O presidente americano minimizou o valor intrínseco da região, descrevendo-a como "não passa de um pedaço de gelo" que foi devolvido à Dinamarca pelos Estados Unidos após a Segunda Guerra Mundial. "Tudo que os EUA estão pedindo é um lugar chamado Groenlândia, que devolvemos à Dinamarca após defendê-la de alemães, japoneses e italianos", argumentou, sugerindo uma dívida histórica não reconhecida.
Trump foi enfático ao negar qualquer intenção de usar a força para adquirir o território. "As pessoas pensaram que eu ia usar a força. Eu não quero e não usarei a força. Mas quem quer defender aquilo? É apenas um pedaço de gelo no meio do oceano.
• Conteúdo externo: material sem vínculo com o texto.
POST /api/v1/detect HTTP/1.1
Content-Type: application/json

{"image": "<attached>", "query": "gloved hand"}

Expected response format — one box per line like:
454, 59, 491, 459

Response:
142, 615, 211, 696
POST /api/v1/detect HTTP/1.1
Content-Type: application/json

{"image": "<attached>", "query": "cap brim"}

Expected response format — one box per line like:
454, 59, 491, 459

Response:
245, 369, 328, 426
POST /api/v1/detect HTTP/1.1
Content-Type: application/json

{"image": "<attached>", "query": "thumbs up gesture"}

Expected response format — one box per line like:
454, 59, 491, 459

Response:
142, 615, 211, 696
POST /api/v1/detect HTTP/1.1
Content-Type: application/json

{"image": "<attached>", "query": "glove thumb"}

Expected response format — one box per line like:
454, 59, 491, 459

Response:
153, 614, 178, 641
Mas se houver uma guerra, muitas ações acontecerão nesse pedaço de gelo", disse, deixando claro que o interesse principal é a localização estratégica da Groenlândia para a defesa americana e internacional.
O presidente também rejeitou a ideia de que a motivação para a compra sejam as riquezas minerais, como terras raras, que existem no subsolo da ilha. "Não tem [a ver com as] terras raras, até porque elas estão centenas de metros abaixo do gelo. Na verdade é uma questão de segurança estratégica nacional e internacional", afirmou. Segundo Trump, a Dinamarca investe pouco na proteção da Groenlândia, e apenas os Estados Unidos teriam condições de garantir a segurança e o desenvolvimento da região.
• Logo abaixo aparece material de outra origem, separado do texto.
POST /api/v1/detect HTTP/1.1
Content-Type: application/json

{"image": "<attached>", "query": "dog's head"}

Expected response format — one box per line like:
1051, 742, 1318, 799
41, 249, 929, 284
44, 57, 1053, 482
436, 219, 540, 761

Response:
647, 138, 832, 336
As declarações foram acompanhadas de duras críticas à Otan, aliança militar da qual os EUA são membro fundador. Trump reclamou da falta de contrapartidas para seu país após décadas de contribuições. "Não recebemos nada da Otan, apesar de protegermos a Europa da União Soviética e, agora, da Rússia. Pagávamos a conta da Otan e não recebíamos nada. Tudo que pedimos em retorno é a Groenlândia. Isso inclui o direito de propriedade, porque precisamos dele para defendê-la", disse, em tom de cobrança.
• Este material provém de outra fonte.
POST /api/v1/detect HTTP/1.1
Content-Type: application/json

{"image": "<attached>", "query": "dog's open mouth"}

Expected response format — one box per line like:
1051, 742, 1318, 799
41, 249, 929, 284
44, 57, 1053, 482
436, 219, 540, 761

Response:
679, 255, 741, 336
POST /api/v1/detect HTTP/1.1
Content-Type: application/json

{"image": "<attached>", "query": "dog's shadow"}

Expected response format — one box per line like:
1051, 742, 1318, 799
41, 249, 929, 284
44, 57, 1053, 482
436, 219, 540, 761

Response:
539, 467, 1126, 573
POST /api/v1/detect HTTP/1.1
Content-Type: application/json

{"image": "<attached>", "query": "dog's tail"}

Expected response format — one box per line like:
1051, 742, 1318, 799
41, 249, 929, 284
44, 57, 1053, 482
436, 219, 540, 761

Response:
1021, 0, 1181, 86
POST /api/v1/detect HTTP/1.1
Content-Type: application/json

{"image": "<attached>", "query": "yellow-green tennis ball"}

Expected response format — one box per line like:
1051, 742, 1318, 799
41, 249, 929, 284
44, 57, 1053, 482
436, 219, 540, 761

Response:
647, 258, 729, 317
O presidente americano reforçou a narrativa de que os Estados Unidos salvaram a Dinamarca e a Groenlândia durante a guerra, construindo bases militares no território. "Se não fosse os EUA, eles estariam falando alemão ou japonês hoje em dia. Por isso estão sendo ingratos agora, uma vez que a Groenlândia é um território praticamente inabitável e não desenvolvido. Sem defesa, mas em uma localização chave para mantermos nossos inimigos em potencial distantes", argumentou Trump, que classificou o pedido como "muito pequeno" comparado ao que os EUA já deram aos aliados.
Além do tema da Groenlândia, Trump abordou outros assuntos durante sua fala. Sobre a Venezuela, defendeu as ações de seu governo que resultaram na captura do presidente venezuelano Nicolás Maduro, afirmando que o país "está indo bem" e que a exploração de petróleo venezuelano por empresas alinhadas aos EUA já está ajudando a reduzir o preço dos combustíveis nos Estados Unidos.
Na política interna, o presidente fez vários autoelogios, destacando o crescimento econômico, a geração de empregos, cortes de impostos e a redução do déficit fiscal durante seu segundo mandato. Criticou publicamente o presidente do Federal Reserve (FED), Jerome Powell, chamando-o de "terrível" por não reduzir as taxas de juros, e anunciou que em breve nomeará um novo chefe para o banco central americano.
Trump também dirigiu críticas à Europa, afirmando que o continente "está na direção errada" em políticas energéticas e de imigração. Defendeu as tarifas comerciais impostas pelos Estados Unidos como forma de reequilibrar o comércio internacional e encerrou seu discurso com a frase: "Os EUA estão de volta. Maiores e mais fortes do que nunca".